Professor of Physics

Washington University

St. Louis, Missouri

Acid test


Michelle Cottle asserts that the "government must level the playing field" in the public's anti-fat campaign but argues that the inherent complexities make reform unworkable ("Heavy Duty," May 13). She fails to recognize, however, a clear target for life-saving reform: trans-fatty acids. Evidence clearly links these industrial fats with increased rates of cardiovascular disease, our nation's leading killer.
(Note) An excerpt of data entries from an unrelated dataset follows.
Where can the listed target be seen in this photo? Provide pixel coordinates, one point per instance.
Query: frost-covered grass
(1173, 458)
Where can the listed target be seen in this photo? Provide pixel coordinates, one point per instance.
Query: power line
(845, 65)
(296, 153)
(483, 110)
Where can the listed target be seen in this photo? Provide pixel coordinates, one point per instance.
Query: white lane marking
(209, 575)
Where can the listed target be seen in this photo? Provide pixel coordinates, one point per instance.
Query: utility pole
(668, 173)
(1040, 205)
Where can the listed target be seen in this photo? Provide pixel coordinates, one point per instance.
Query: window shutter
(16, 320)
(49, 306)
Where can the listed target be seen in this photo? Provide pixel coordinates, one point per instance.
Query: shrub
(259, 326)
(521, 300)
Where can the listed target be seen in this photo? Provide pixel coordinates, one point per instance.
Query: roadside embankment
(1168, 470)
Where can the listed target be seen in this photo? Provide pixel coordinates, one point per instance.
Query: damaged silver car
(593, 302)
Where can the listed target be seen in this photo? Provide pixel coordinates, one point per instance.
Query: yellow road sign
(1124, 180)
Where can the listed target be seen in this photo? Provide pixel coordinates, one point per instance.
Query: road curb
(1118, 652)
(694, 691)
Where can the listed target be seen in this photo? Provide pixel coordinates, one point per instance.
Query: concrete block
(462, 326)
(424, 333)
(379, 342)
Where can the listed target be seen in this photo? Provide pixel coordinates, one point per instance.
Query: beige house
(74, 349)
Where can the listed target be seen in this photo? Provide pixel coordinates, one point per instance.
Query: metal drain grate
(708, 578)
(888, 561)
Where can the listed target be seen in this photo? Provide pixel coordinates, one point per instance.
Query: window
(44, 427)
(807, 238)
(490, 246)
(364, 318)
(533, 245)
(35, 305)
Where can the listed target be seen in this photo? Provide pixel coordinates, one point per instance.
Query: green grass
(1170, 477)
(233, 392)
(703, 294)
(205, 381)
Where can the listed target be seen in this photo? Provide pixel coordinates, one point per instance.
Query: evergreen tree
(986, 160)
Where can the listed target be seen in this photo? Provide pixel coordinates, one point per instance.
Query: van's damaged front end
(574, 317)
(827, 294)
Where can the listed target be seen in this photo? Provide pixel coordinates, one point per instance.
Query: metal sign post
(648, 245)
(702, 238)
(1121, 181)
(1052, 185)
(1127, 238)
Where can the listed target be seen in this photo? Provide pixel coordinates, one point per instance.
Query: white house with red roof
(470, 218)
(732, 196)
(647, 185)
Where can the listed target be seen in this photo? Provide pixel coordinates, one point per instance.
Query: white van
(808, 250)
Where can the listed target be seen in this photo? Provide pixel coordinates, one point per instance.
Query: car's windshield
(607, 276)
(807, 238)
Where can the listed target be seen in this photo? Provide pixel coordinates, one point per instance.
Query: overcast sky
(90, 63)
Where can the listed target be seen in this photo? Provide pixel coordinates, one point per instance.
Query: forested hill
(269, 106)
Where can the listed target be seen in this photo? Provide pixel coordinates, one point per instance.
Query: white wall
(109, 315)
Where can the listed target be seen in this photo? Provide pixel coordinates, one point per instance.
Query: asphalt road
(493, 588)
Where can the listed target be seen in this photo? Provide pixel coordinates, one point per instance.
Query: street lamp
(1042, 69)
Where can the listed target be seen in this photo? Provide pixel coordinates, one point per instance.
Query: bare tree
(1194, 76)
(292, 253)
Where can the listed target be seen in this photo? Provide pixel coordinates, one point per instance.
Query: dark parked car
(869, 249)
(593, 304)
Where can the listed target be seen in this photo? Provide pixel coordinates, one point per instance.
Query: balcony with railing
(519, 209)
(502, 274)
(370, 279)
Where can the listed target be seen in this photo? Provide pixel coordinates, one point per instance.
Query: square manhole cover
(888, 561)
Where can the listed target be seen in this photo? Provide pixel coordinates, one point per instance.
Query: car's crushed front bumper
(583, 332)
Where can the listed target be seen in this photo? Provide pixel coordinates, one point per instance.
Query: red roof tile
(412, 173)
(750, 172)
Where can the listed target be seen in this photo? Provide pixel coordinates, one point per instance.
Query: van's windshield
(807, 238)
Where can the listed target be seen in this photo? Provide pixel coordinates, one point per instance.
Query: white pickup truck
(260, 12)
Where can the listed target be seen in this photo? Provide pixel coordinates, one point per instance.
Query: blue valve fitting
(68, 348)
A 1999 New England Journal of Medicine study implicated trans-fatty acids with a "substantial number of deaths from coronary artery disease." Trans-fatty acids are used widely in fast foods, margarine, and commercially baked goods as a result of their low cost and convenient properties. The force of law is the only counter to this industrial allure. Currently no food-labeling requirements exist on trans-fatty-acid content, a simple first step in battling this underemphasized killer.


Charlottesville, Virginia

Unbridled passion


I want to compliment Jason Zengerle on an extremely well-written article about the Kentucky Thoroughbred industry ("Horse Trade" May 13). I am a native Kentuckian, now five years transplanted to Northern Virginia. Zengerle managed not only to shock me--the horse industry sure has changed its views about slots since I've been away--but also to write a great magazine article. I have now read his last two paragraphs about the "racino" in West Virginia and the stunning race to the finish numerous times over.


Via the Internet

This article originally ran in the June 24, 2002, issue of the magazine.